Do you struggle with managing your kids and their screen time? Screens come in all shapes, sizes, and platforms these days, and keeping up with them and all their various screens can be exhausting. Apparently I am not the only one who things this since a reader sent in this question (I love questions…send them in through the contact me form anytime!)
How do you handle screen time/electronics?
This is an excellent question and one that I think weighs in on the hearts of many families.
How much really is too much screen time?
Well, here is some information you may be interested in knowing.
According to WebMD, children’s overall screen time has more than doubled since 1999 to more than seven hours a day. SEVEN hours a day!
In this same article it goes on to say that excessive amounts of screen time leads to: “struggles with school, attention problems, sleeping disorders, and obesity are all linked with excessive media time. According to Jennifer L. Harris, PhD, director of marketing initiatives at the Rudd Center for Food Policy and Obesity at Yale University, too much TV time doesn’t just displace time that kids could spend being physically active. It also encourages children to eat more of the unhealthy, high-calorie foods that they see advertised.”
I don’t know about you, but I want to do whatever I can to avoid my children having these struggles.

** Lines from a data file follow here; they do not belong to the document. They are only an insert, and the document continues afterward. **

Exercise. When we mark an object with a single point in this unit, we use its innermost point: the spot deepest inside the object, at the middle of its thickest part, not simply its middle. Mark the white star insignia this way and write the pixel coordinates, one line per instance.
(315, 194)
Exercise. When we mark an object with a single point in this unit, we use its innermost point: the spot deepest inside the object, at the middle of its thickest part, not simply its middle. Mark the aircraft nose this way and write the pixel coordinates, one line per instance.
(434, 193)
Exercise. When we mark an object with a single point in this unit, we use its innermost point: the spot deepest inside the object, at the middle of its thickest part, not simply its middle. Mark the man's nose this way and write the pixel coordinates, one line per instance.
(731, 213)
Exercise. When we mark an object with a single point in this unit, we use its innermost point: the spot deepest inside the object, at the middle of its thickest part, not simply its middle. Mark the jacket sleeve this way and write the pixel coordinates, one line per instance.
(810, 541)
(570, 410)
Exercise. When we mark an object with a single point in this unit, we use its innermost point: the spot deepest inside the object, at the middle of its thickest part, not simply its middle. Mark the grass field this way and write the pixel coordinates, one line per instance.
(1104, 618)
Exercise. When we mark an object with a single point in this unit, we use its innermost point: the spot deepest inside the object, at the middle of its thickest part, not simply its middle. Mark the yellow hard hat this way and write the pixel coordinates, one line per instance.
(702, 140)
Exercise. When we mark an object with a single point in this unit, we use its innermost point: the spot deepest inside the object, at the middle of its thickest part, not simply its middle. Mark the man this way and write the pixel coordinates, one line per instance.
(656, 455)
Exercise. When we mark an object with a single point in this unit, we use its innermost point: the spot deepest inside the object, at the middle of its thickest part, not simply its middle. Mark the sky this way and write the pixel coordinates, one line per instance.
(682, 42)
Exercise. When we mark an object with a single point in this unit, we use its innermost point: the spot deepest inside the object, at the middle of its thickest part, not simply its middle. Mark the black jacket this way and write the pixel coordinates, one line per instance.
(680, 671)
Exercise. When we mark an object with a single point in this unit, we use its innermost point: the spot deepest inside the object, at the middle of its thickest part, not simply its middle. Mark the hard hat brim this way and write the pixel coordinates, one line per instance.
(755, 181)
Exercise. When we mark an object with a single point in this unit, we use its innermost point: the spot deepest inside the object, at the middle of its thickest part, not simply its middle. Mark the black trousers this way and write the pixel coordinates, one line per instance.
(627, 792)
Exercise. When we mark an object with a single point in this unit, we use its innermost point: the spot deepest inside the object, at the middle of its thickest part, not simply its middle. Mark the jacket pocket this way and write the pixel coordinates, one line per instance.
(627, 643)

So, if we are wanting to train our children to have a healthy relationship with electronics and screen time, how do we manage kids and screen time?
Pay your kids to keep them off
Credit for this goes to my mom. When I was a kid there was pretty much only TV to choose from, but she paid her kids $100 a summer to keep it off. I have always been motivated by money so this worked like a charm for me every summer. I can see how this would vary by kid. My oldest would go for this, but my other older kids may not. But, this is a great option.
Require that your child earns screen time through being active
You could set up a system that for every half hour they spend outside doing something active whether it’s playing backyard games, roller blading, riding bikes, or even cutting the grass or washing the car, they can have the same amount of time on screen time.
They can earn screen time by doing work
In much the same way as they can earn time by being active, they can earn screen time by doing work above and beyond what their regular responsibilities are. You can implement this however you see fit whether it is in a time exchange format (a half hour of screen time for every half hour of work) or on a job by job basis.
Use a strict schedule of when your kids may have screen time, again however you see fit
Ideally, this would be balanced with needing to behave in a certain way, The time is theirs to have or not, depending on how they behave in relation to the expectations in the family.
Giving kids screen time is often a delicate balance in most families. We all like some down time, and often having screen time is a great way of unwinding. Establishing and enforcing healthy habits in our children in relation to screen time just takes a little bit of creativity sometimes. Try these tips on for size and see what you think.
How does screen time look in your family?